Hierarchical Effects of Lactic Fermentation and Grain Germination on the Microbial and Metabolomic Profile of Rye Doughs

Abstract

A multi-omics approach was adopted to investigate the impact of lactic acid fermentation and seed germination on the composition and physicochemical properties of rye doughs. Doughs were prepared with either native or germinated rye flour and fermented with Saccharomyces cerevisiae, combined or not with a sourdough starter including Limosilactobacillus fermentum, Weissella confusa and Weissella cibaria. LAB fermentation significantly increased total titrable acidity and dough rise regardless of the flour used. Targeted metagenomics revealed a strong impact of germination on the bacterial community profile of sprouted rye flour. Doughs made with germinated rye displayed higher levels of Latilactobacillus curvatus, while native rye doughs were associated with higher proportions of Lactoplantibacillus plantarum. The oligosaccharide profile of rye doughs indicated a lower carbohydrate content in native doughs as compared to the sprouted counterparts. Mixed fermentation promoted a consistent decrease in both monosaccharides and low-polymerization degree (PD)-oligosaccharides, but not in high-PD carbohydrates. Untargeted metabolomic analysis showed that native and germinated rye doughs differed in the relative abundance of phenolic compounds, terpenoids, and phospholipids. Sourdough fermentation promoted the accumulation of terpenoids, phenolic compounds and proteinogenic and non-proteinogenic amino acids. Present findings offer an integrated perspective on rye dough as a multi-constituent system and on cereal-sourced bioactive compounds potentially affecting the functional properties of derived food products.

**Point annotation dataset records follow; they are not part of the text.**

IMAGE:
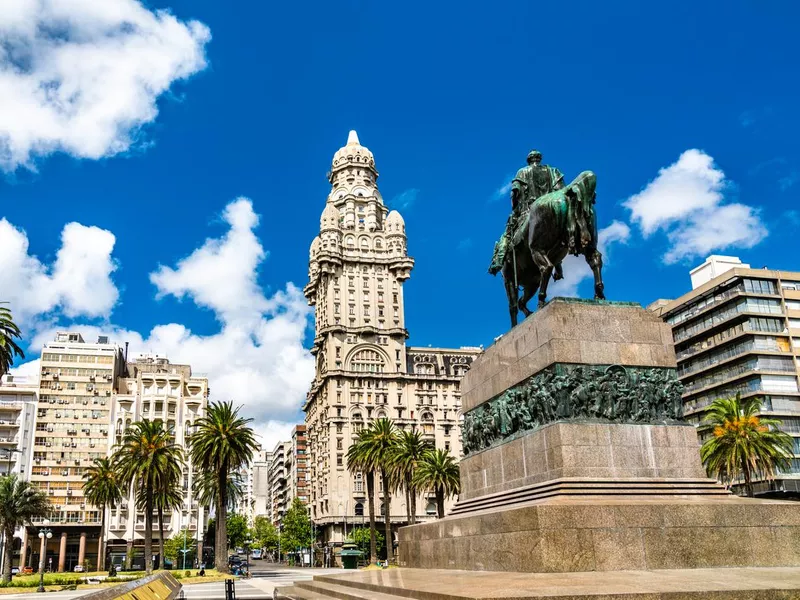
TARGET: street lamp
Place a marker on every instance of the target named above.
(44, 535)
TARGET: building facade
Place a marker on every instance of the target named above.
(18, 405)
(153, 388)
(738, 331)
(357, 267)
(73, 420)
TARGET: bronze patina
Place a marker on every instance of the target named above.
(548, 221)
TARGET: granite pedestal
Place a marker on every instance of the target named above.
(584, 507)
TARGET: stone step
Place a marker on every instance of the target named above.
(342, 590)
(634, 487)
(684, 584)
(293, 592)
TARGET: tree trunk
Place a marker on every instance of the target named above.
(161, 537)
(387, 505)
(7, 558)
(748, 485)
(412, 500)
(221, 533)
(148, 532)
(373, 553)
(101, 557)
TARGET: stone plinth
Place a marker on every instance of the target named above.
(579, 494)
(584, 451)
(569, 331)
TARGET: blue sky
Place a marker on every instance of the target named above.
(143, 128)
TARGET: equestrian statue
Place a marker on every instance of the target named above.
(548, 221)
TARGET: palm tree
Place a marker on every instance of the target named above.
(221, 444)
(743, 445)
(102, 486)
(8, 347)
(144, 460)
(381, 439)
(20, 503)
(438, 472)
(357, 462)
(405, 457)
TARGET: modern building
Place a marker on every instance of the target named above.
(357, 267)
(738, 331)
(262, 492)
(298, 469)
(153, 388)
(279, 481)
(18, 404)
(73, 420)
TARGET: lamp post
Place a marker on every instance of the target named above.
(44, 535)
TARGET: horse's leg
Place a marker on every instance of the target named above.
(512, 293)
(595, 261)
(546, 270)
(527, 293)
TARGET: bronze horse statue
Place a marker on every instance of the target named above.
(557, 222)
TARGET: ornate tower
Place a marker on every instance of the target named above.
(357, 267)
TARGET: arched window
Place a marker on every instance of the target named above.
(367, 361)
(423, 369)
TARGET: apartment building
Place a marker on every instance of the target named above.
(76, 384)
(358, 266)
(18, 404)
(153, 388)
(738, 331)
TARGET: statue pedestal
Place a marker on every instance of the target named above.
(585, 493)
(594, 489)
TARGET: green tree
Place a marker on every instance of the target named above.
(296, 527)
(145, 460)
(20, 503)
(237, 530)
(438, 472)
(359, 461)
(8, 347)
(743, 445)
(102, 487)
(382, 439)
(222, 443)
(173, 548)
(404, 458)
(265, 534)
(362, 538)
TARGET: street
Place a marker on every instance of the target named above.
(266, 577)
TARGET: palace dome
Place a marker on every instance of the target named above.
(353, 154)
(329, 218)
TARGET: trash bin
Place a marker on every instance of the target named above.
(350, 556)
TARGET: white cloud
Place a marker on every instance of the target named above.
(77, 284)
(233, 260)
(686, 200)
(576, 270)
(256, 358)
(83, 76)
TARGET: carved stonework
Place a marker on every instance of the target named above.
(565, 392)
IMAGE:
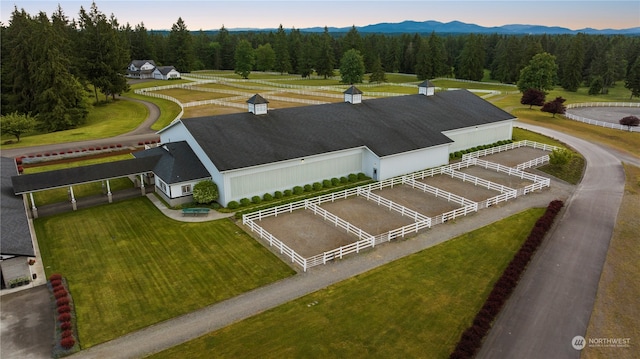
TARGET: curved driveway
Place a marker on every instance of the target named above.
(141, 133)
(554, 299)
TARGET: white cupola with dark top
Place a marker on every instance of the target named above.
(353, 95)
(258, 105)
(426, 88)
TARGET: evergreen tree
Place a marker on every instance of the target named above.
(352, 67)
(540, 74)
(226, 49)
(104, 55)
(571, 68)
(283, 63)
(326, 60)
(141, 45)
(180, 42)
(632, 82)
(470, 65)
(245, 59)
(265, 57)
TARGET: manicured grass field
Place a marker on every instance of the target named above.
(104, 120)
(57, 195)
(415, 307)
(128, 266)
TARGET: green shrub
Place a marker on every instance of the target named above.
(233, 205)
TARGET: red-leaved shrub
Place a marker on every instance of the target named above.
(64, 309)
(67, 342)
(60, 293)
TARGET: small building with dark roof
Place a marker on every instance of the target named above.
(262, 151)
(16, 244)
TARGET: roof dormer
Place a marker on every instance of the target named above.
(257, 105)
(426, 88)
(353, 95)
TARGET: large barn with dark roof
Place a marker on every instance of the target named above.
(263, 151)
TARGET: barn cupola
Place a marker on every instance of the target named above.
(353, 95)
(426, 88)
(257, 105)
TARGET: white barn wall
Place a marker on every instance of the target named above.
(258, 180)
(479, 135)
(408, 162)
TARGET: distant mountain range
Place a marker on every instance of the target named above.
(457, 27)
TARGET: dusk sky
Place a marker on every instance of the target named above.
(211, 15)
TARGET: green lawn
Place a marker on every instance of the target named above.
(415, 307)
(128, 266)
(104, 120)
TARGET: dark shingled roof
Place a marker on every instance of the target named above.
(177, 162)
(353, 91)
(387, 126)
(257, 99)
(14, 226)
(70, 176)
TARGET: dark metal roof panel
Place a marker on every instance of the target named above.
(70, 176)
(14, 225)
(387, 126)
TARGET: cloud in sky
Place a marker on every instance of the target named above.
(207, 14)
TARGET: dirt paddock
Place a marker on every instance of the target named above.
(310, 234)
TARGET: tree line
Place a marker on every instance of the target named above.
(52, 65)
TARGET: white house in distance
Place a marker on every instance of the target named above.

Keywords: LAB; dough; fermentation; germination; metabolomics; metagenomics; rye; yeast.

Figure 1

Beta-diversity analysis of rye dough and flour samples. PCoA plot based on unweighted UniFrac distances of microbial communities among all samples. Solid symbols represent doughs made with native rye flour (squares) and sprouted rye flour (circles); empty symbols represent native rye flour (squares) and sprouted rye flour (circles). Dough samples were colored according to the starter used for fermentation: blue = LAB + SC, green = SC, pink = no inoculated starter.

Figure 2

Relative abundance of bacterial species found in dough and flour samples. The bar plot represents the top 15 most abundant taxa among all samples identified to the species level. “Others” refers to merged species that individually showed a relative abundance below 0.25%. “Unclassified” are bacterial taxa not identified at the phylum level. The results are expressed as average of replicates for each type of dough. In the x-axis are reported the name of the samples as follow: sD, sprouted rye dough; nD, native rye dough; s_F, sprouted rye flour; n_F, native rye flour, CTR, dough control; LAB + SC, dough fermented with LAB + SC; SC, dough fermented with SC.

Figure 3

Differential abundance analysis of bacterial species among rye doughs. Box and whiskers plot indicate the proportion of differentially abundant taxa between starters used for fermentation in native rye doughs (A) and in sprouted rye doughs (B), and between native and sprouted rye doughs (C). Only significant species (FDR < 0.05) detected by DESeq2 are reported in the figure. Boxes represent the minimum and maximum of abundance values of replicates for each condition; the line in the box is the median.

Figure 4

HPAEC-PAD carbohydrate content of rye sourdoughs. Carbohydrate content of native rye doughs (A). Carbohydrate content of sprouted rye doughs (B). Results are expressed as carbohydrate content (mg g-1) referred as xylose, arabinotriose, and arabinoctaose equivalents for monosaccharides, low-polymerization degree oligosaccharides (low-PD), and high-polymerization degree oligosaccharides (high-PD) contents, respectively (B). Vertical bars indicate standard deviation (n = 6). Different letters indicate statistically significant differences (p < 0.05) among treatments.

Figure 5

Unsupervised hierarchical cluster analysis on the untargeted metabolic profiling of rye dough. The fold change values, represented by a color range, for each compound were calculated with respect to the median of all samples, and further used to obtain a fold change-based heatmap, according to Ward’s algorithm (Euclidean distance). The factors involved in clustering were NATIVE and SPROUTED, for native and sprouted-derived rye sourdough, respectively; and control, SC, and LAB + SC, for unfermented, yeast-fermented and yeast and LAB-combined fermented rye sourdough, respectively.

Figure 6

Orthogonal projection to latent structures discriminant analysis and variable importance in projection analysis of rye doughs. The OPLS models were combined with the proportion of VIP markers on the discrimination of metabolomic effects caused by germination conditions (A,B), fermentation starters on native rye doughs (C,D), fermentation starters on sprouted rye doughs (E,F).